Diffusion de la brochure « Vigi-gender » dans les écoles : attention ! offensive réactionnaire !

Publié le par SNUipp

Diffusion de la brochure « Vigi-gender » dans les écoles : attention ! offensive réactionnaire !

La brochure "Vigi-Gender"

Plusieurs écoles du département nous ont tout récemment informés qu’elles avaient reçu une brochure des vigi-gender intitulée « Le genre en images », qui présente un ensemble d’allégations mensongères sur une prétendue « théorie du genre » (lire l’article du Monde : Cinq intox sur la « théorie du genre »), en une cinquantaine de pages. Le SNUipp-FSU est d’ailleurs cité plusieurs fois, et l’éducation à l’égalité et la lutte contre les discriminations sont de nouveau discréditées.
Cette diffusion de brochures s’est également faite dans les écoles de Paris en février dernier.
Nous rappelons ci-après quelques éléments d’information, au cas où vous devriez faire face à cette propagande mensongère.
Vous pouvez télécharger aussi le supplément Fenêtre sur Cours du SNUipp : "Eduquer contre l’homophobie".
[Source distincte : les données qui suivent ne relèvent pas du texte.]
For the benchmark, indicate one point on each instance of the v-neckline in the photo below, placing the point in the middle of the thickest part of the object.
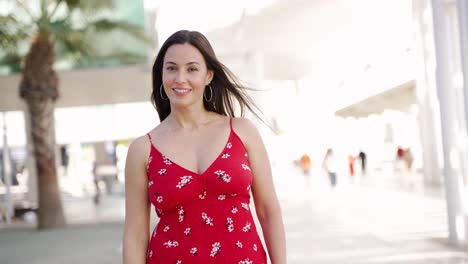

Une « théorie du genre ? »

Au risque de nous répéter, cette théorie n’existe pas ! Il existe des recherches sur le genre, qui est parfois défini comme un outil d’analyse, parfois comme un système de hiérarchisation entre les sexes (les deux définitions ne s’excluant pas forcément). Ceux qui s’élèvent contre le « genre » sont ceux qui en réalité en sont les gardiens du temple !

Quelques réponses pour les parents

Si l’école travaille sur les stéréotypes filles-garçons, c’est pour qu’ils ne soient pas un carcan pour les enfants, et qu’ils ne limitent pas leur épanouissement personnel de filles ou de garçons. On ne met pas dans la tête des enfants qu’ils pourraient choisir leur sexe ! Leur identité ne sera pas brouillée, ils pourront au contraire mieux s’affirmer individuellement : on leur montre qu’être fille ou garçon ne doit pas forcément conditionner leurs choix de loisirs, de lectures, de sports, de métiers...
La « complémentarité des sexes » est un mythe, chaque fille, chaque garçon est un être unique, et il n’existe pas de particularités de goût, de caractère ou d’aptitude qui seraient partagées par toutes les filles ou par tous les garçons.
L’éducation à l’égalité et l’éducation à la sexualité existent depuis longtemps à l’école, il n’y a rien de nouveau. Il ne s’agit pas de parler de pratiques sexuelles, encore moins de faire des démonstrations ! C’est une éducation au respect entre les sexes, afin de prévenir et d’empêcher les violences sexistes et/ou homophobes et les abus sexuels, doublés de quelques notions de science sur la reproduction animale et humaine.
Quant à faire la promotion de l’homosexualité, cela ne tient pas : on ne choisit pas d’être homosexuel-le, ni hétérosexuel-le d’ailleurs. Donc parler de couples homosexuels, c’est parler d’amour, d’affection (et non de pratiques, là encore), et cela n’aura pas de conséquences sur l’orientation sexuelle des enfants. En revanche, cela peut éviter des suicides pour celles et ceux qui se découvriront homosexuel-les à l’adolescence.

Qui se cache derrière les vigi-gender ?

Ces collectifs de parents auto-proclamés sont des émanations de La Manif pour tous, certains ayant aussi des liens avec l’Association des Familles Catholiques. Faute d’avoir pu empêcher l’ouverture du mariage aux couples de même sexe, ils s’en sont pris à l’école publique, dès septembre 2013. A l’époque, leur cible était les ABCD de l’égalité.
Il s’agit donc clairement d’une offensive de l’extrême droite et des catholiques traditionalistes, visant à l’ingérence des familles par rapport aux contenus d’enseignement, jetant la suspicion sur toutes les activités d’éducation contre les discriminations.

NDLR: La LDH 49 a également été destinataire de cette brochure!